Claude Sonnet 4.6: Opus-Level AI at Sonnet Price

TL;DR

Anthropic released Claude Sonnet 4.6 on February 17, 2026. The key takeaway:

79.6% SWE-bench — near-identical to Opus 4.6 (80.8%) on real-world coding
72.5% OSWorld — essentially tied with Opus 4.6 (72.7%) on computer use, nearly double GPT-5.2 (38.2%)
$3/$15 per million tokens — unchanged from Sonnet 4.5, 5x cheaper than Opus
1M token context window (beta) — up from 200K
Now the default model for all Free and Pro Claude users

Developers preferred Sonnet 4.6 over Sonnet 4.5 70% of the time in Claude Code, and even preferred it over Opus 4.5 59% of the time.

What Anthropic Announced

Claude Sonnet 4.6 is Anthropic's second major model release in under two weeks (following Opus 4.6 on February 6).
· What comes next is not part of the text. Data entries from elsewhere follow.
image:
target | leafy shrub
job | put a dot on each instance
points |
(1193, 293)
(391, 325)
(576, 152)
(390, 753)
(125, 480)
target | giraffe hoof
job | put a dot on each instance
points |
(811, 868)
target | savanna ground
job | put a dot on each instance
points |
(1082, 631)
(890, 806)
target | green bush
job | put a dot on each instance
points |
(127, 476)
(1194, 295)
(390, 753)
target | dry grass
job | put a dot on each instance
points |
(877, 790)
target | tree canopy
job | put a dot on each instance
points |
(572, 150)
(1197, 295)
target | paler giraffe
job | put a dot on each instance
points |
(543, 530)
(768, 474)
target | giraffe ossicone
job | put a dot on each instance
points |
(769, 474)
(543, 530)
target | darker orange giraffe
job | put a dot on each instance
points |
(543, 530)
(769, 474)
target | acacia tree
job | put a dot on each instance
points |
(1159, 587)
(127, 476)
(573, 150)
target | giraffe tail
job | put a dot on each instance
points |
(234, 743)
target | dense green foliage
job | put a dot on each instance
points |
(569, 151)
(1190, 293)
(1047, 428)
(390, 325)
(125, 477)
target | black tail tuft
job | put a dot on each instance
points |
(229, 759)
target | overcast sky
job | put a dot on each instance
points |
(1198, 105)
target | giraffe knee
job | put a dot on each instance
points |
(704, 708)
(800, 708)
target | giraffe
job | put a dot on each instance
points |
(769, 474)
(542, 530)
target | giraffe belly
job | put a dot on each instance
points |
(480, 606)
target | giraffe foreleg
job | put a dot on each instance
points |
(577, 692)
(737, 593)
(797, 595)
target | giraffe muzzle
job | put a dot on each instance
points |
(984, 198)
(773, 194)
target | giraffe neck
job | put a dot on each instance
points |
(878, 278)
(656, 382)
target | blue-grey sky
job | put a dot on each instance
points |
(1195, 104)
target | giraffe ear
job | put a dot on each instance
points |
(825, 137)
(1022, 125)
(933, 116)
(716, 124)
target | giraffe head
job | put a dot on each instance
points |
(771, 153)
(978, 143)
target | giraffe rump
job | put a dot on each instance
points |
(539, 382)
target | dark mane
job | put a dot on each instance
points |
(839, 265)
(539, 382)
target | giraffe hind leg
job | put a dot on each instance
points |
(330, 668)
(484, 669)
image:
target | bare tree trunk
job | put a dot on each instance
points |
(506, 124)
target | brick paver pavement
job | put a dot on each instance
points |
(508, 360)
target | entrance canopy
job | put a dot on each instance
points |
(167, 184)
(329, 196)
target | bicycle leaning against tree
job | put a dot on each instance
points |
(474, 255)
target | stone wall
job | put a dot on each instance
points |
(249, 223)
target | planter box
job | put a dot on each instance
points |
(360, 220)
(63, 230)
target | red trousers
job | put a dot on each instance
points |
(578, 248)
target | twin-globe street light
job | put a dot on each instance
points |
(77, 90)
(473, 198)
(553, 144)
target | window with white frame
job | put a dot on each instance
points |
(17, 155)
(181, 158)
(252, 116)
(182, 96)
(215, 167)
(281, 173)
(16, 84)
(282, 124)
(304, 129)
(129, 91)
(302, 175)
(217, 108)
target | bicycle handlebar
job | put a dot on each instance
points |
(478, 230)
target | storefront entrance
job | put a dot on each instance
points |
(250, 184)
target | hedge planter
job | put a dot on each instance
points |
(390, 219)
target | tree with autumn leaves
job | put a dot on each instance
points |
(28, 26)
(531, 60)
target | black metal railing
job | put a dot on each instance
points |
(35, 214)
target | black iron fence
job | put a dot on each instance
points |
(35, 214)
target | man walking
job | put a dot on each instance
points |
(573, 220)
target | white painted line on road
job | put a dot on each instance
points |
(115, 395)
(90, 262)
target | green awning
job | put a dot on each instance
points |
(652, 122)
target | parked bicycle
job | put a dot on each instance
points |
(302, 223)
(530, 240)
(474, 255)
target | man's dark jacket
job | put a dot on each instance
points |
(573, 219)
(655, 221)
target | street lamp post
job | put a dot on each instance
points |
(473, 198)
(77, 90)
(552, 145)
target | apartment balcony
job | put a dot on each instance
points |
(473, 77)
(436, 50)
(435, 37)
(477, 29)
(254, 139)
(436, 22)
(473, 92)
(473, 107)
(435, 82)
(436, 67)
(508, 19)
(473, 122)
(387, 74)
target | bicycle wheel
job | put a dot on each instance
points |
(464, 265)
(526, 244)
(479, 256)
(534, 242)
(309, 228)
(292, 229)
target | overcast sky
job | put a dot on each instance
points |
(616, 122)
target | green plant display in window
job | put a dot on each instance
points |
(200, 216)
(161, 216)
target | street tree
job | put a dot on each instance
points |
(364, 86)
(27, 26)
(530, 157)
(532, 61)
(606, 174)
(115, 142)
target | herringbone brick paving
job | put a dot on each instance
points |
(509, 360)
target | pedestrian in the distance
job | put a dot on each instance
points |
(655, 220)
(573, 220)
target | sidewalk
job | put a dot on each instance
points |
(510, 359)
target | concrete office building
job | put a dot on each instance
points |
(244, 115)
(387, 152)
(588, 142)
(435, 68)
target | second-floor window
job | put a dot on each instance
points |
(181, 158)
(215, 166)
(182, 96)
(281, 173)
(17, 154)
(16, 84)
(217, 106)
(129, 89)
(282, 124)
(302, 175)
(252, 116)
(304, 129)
In their blog post, Anthropic describes it as "a full upgrade of the model's skills across coding, computer use, long-context reasoning, agent planning, knowledge work, and design."

The core claim: "Performance that would have previously required reaching for an Opus-class model — including on real world, economically valuable office tasks — is now available with Sonnet 4.6."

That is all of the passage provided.